A federal judge has ruled the National Rifle Association can proceed with its First Amendment suit against New York Gov. Andrew Cuomo over his pressure on regulated banks, insurers to cut ties with gun rights advocacy groups like the NRA. “U.S. District Judge Thomas McAvoy questioned Cuomo’s claim that his messages about the wisdom and propriety of providing financial services to the NRA amount to nothing but legitimate regulatory oversight and protected government speech.” [Jacob Sullum and background, Eugene Volokh] “It is well-established under binding federal appeals court decisions that government officials like Cuomo are not allowed to pressure organizations or businesses to cut off services to someone because of their political stances or expression — even when the government official uses informal pressure as opposed to explicit threats. (See, e.g., Rattner v. Netburn, 930 F.2d 204 (2d Cir. 1991)).” [Hans Bader] Earlier here, here and here (ACLU files amicus brief defending NRA’s rights), etc.
2 Comments
What ought to be considered as a remedy is a permanent injunction backed up by jail time and personal fines. This is an appalling abuse. Cuomo doesn’t like the political stances of the NRA, so he is squeezing the NRA through regulators’ discretion. The other thing that should be considered–a regulatory death penalty. If regulators egregiously abuse power, then they don’t get to be regulators anymore, and an agency is sufficiently rife with abusers or the abuse goes to high levels or is egregious enough, the regulator should lose all power to regulate.

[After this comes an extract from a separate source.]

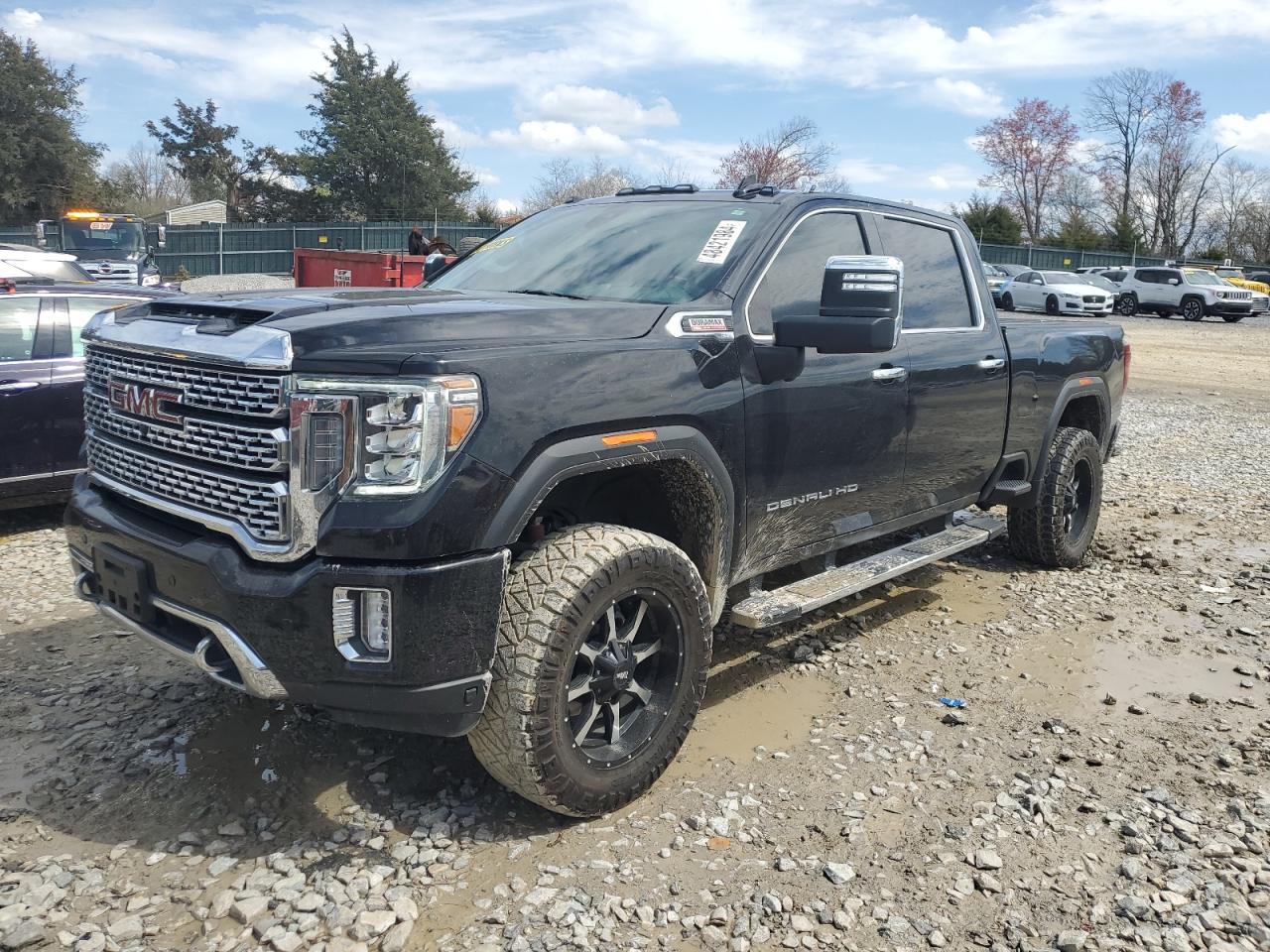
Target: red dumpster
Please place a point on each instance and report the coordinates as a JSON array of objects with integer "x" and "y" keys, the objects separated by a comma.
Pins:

In a free society, you simply cannot have the abuse that is happening here. And that abuse is all the more dangerous because it can be hidden from the victims. To choose a regulatory response based on political views is un-American.
Well said, it’s abhorrent to democracy the idea that the government could target for harassment (through baseless investigations) people for doing business in a neutral manner with their political opponents. The principle that protections from government abuse include attempts to create a private cause of action and use the courts to enforce undemocratic mandates.
That said I don’t think a “regulatory death penalty” is a workable idea, rather, New York’s regulators should be placed under a federal consent decree requiring a neutral outside party to review their actions for impermissable 1st amendment violations.